Monday, March 4, 2013

Health Reform and Capitation 2.0

New recipe for capitation?
Readers of Kaiser Health News, Politico and The Hill (here, here and here, respectively) were treated to the faux news of another expert report on the tedious topic of physician payment reform.  While the Disease Management Care Blog is a big fan of the brainy Society of General Internal Medicine (SGIM), this physician compensation communique is another rehash of "misaligned incentives" leading to "quantity over quality."

Yawn.

The good news is that there may be insights that were missed by KHS, Politico and The Hill.  In this instance, the DMCB has been listening closely and found one thing the experts aren't saying.

What was said?

Like the many other decrees that have preceded it, the Report of the National Commission on Physician Payment Reform recommends the recalibration and then phasing-out of stand-alone fee-for service (FFS) while transitioning to other payment models that blend FFS with global payment, salaries or "capitation."  It also advocates increasing payment for "congnitive" over procedural services, removing any hospital overhead costs from the fees that are paid for any service that can also be performed at a free-standing facility, rewarding measurable quality, paying for telemedicine, increasing the use of risk adjustment, repealing the sustainable growth rate (SGR) and reforming the RUC.  And like everyone else, it assures the reader that paying for the savings from all these reforms will more than pay for themselves.

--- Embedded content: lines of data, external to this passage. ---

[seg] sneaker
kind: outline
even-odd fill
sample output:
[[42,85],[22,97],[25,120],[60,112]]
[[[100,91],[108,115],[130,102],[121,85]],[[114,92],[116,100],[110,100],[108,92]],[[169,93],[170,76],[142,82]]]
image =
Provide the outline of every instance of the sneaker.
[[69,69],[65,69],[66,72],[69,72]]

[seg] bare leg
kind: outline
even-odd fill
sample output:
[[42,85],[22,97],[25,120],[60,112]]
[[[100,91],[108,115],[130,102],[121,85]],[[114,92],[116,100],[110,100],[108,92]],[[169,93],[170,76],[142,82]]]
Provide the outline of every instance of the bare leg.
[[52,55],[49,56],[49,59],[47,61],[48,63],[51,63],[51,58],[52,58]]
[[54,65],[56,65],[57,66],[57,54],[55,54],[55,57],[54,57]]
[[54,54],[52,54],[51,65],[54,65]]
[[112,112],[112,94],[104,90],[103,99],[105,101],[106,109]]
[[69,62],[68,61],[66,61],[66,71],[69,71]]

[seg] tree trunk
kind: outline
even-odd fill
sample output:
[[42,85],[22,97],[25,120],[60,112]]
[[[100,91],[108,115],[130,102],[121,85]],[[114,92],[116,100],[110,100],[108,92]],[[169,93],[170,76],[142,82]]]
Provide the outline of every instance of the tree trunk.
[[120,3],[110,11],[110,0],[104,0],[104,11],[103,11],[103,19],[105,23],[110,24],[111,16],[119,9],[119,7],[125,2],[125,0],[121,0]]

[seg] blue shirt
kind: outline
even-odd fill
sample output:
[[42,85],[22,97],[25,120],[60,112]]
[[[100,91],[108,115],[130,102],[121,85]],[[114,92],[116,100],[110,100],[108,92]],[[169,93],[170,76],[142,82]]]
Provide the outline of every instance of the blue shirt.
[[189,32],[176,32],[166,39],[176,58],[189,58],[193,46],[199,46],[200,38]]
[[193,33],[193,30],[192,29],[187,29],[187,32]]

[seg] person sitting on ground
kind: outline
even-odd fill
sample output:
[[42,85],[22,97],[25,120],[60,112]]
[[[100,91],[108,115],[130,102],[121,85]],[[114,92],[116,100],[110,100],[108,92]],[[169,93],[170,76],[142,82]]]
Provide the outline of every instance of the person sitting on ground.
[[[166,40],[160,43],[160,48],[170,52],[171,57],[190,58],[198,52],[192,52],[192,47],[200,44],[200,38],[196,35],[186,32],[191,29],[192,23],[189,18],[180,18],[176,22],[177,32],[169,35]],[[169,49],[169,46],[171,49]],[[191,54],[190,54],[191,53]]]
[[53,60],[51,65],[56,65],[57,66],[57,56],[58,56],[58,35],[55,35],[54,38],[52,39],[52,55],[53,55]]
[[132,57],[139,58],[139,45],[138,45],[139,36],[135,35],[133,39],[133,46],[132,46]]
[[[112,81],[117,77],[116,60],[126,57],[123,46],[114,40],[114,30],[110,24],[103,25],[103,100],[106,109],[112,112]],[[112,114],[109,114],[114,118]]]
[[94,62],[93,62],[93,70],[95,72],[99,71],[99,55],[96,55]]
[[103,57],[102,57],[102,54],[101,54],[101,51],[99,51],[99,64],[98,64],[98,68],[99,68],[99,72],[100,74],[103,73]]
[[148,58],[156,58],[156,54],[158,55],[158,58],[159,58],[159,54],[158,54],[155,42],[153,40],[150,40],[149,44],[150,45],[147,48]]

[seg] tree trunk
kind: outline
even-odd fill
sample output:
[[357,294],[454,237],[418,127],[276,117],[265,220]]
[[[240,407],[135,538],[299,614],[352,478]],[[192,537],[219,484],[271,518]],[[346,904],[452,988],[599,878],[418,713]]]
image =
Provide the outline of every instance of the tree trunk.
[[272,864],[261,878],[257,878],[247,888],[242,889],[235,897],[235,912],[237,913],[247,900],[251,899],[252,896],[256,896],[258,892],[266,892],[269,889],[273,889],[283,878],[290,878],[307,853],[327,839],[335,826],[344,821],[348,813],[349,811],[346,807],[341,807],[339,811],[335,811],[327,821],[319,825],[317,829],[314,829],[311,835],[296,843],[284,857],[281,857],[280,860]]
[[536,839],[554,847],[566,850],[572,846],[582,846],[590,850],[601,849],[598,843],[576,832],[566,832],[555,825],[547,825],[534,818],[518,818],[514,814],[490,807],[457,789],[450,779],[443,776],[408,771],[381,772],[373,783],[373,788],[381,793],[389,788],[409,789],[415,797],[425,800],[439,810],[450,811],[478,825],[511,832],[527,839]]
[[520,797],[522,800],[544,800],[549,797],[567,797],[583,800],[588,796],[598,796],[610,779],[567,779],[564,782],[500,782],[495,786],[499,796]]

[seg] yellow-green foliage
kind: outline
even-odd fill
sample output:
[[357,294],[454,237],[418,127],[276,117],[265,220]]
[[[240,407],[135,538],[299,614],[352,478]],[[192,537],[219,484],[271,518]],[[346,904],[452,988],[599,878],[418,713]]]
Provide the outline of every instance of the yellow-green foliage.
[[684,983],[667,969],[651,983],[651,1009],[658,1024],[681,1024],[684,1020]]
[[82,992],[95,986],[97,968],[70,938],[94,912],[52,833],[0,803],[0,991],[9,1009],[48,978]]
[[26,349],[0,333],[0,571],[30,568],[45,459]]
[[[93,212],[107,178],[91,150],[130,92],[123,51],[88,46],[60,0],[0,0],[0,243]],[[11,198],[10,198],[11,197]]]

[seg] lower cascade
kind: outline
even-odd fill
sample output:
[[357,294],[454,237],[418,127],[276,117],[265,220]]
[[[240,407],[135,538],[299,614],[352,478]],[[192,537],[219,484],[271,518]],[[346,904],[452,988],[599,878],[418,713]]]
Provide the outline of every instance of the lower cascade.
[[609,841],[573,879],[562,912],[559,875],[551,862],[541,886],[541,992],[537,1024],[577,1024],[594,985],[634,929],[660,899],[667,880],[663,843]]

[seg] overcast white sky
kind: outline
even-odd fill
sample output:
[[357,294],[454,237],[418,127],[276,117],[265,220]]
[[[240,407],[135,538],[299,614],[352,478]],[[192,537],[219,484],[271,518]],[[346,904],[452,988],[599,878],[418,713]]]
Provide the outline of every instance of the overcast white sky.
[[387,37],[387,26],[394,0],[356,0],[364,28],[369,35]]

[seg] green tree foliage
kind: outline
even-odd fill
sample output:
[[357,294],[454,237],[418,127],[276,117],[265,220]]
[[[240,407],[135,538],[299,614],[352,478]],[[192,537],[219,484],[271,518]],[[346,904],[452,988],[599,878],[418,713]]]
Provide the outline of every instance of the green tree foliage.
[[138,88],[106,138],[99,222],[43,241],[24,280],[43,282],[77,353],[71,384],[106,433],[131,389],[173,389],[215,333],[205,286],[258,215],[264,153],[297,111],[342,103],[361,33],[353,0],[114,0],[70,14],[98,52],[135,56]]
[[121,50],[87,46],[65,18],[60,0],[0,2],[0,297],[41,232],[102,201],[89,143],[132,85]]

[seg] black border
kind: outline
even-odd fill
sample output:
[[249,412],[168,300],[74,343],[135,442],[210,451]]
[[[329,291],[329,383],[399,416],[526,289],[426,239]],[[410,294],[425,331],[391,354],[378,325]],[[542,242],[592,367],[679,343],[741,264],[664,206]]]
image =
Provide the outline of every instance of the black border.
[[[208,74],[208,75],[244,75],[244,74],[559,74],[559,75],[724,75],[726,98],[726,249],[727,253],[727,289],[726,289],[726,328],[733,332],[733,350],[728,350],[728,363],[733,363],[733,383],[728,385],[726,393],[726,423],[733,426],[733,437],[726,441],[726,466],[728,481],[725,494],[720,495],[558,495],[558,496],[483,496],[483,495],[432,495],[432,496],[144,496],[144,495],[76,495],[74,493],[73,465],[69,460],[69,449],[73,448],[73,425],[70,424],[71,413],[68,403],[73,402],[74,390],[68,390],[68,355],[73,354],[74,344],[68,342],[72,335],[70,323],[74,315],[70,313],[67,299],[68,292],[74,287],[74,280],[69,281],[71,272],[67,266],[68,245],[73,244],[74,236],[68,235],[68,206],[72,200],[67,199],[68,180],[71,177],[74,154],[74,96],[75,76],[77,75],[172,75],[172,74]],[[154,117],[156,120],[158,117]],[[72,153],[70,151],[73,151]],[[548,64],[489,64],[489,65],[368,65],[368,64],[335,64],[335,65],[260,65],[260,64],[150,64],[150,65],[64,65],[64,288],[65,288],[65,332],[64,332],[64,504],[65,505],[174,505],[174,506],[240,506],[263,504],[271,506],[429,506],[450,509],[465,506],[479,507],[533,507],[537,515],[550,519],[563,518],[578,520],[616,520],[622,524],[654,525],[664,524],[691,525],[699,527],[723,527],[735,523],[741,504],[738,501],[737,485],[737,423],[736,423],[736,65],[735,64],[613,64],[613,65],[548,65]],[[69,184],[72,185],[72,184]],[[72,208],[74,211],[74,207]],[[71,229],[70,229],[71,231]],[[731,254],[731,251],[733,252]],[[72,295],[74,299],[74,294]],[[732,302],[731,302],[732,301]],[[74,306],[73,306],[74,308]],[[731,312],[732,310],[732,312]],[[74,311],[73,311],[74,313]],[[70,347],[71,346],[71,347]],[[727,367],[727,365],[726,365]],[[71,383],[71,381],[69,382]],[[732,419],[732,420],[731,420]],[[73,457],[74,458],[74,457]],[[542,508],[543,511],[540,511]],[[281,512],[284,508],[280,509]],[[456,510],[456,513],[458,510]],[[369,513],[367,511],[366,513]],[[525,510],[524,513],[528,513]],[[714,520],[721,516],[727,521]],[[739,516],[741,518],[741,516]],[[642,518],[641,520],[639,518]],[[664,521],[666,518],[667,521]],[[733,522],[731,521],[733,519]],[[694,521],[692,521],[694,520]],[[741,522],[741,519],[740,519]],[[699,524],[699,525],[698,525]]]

And yes, the word "capitation" was in the report.

What isn't being said is that there is a growing consensus that scuttling of traditional fee-for-service will usher in a new era of capitation.  The DMCB thinks of it as Capitation 2.0.

"Capitation" doesn't necessarily have a good name, but that doesn't mean this new rose doesn't smell as sweet or have fewer thorns. Originally spawned by the go-go managed care era of the 1990s, it was blamed for putting profits before patients by giving physicians an incentive to withhold needed medical services.  While a much younger Donald Berwick reported that the medical literature "did not make capitation out to be the villain that some believe it is," the complex risk taking, a lack of individual physician support and unseemly group practice behaviors undoubtedly fueled the physician backlash and the end of managed care in the 1990s.

 So why is capitation coming back?  The DMCB suspects one reason is that there are only passing references to it and that it's been rebranded with more benign sounding names like "gain-sharing" and "global payments."  Another is Medicare FFS fatigue, caused not only by the SGR but by CMS' unending hassles, the uncertainty surrounding PQRS and the dread of having to go through one of those repugnant "RAC audits."  Unwilling (so far) to simply drop out of Medicare altogether, docs are backing into acquiescing to the recommendations of groups like the SGIM.

And why does the DMCB call it Capitation 2.0? Writing in SGIM's Journal of General Internal Medicine more than a decade ago, Thomas Bodenheimer predicted the survival of managed care thanks to the allocation of full capitation to institutions, not individuals. It's then up to those institutions to leverage both FFS and capitation at the individual physician level.  The DMCB would add that a third ingredient is tying any payments under capitation to specific quality goals, like control of chronic illness or maintaining access to care.

The DMCB's conclusions?

What they didn't say: The track record of original capitation or advent of Capitation 2.0 doesn't mean physicians are embracing what their organizations and political allies are saying what's best for them.  They simply don't see an alternative. The 1990s could happen again.

What they got right, sort of: Outside of large organizations that take capitation, we have much to learn about the best combination of FFS and fixed payments when it comes to physician incentives and protecting patients.  Like other reports before it, the National Commission suggests we need 5 years to assess new payment models.  Given the decades of experience with managed care's capitation and Medicare's institutional inertia, that may be overly optimistic.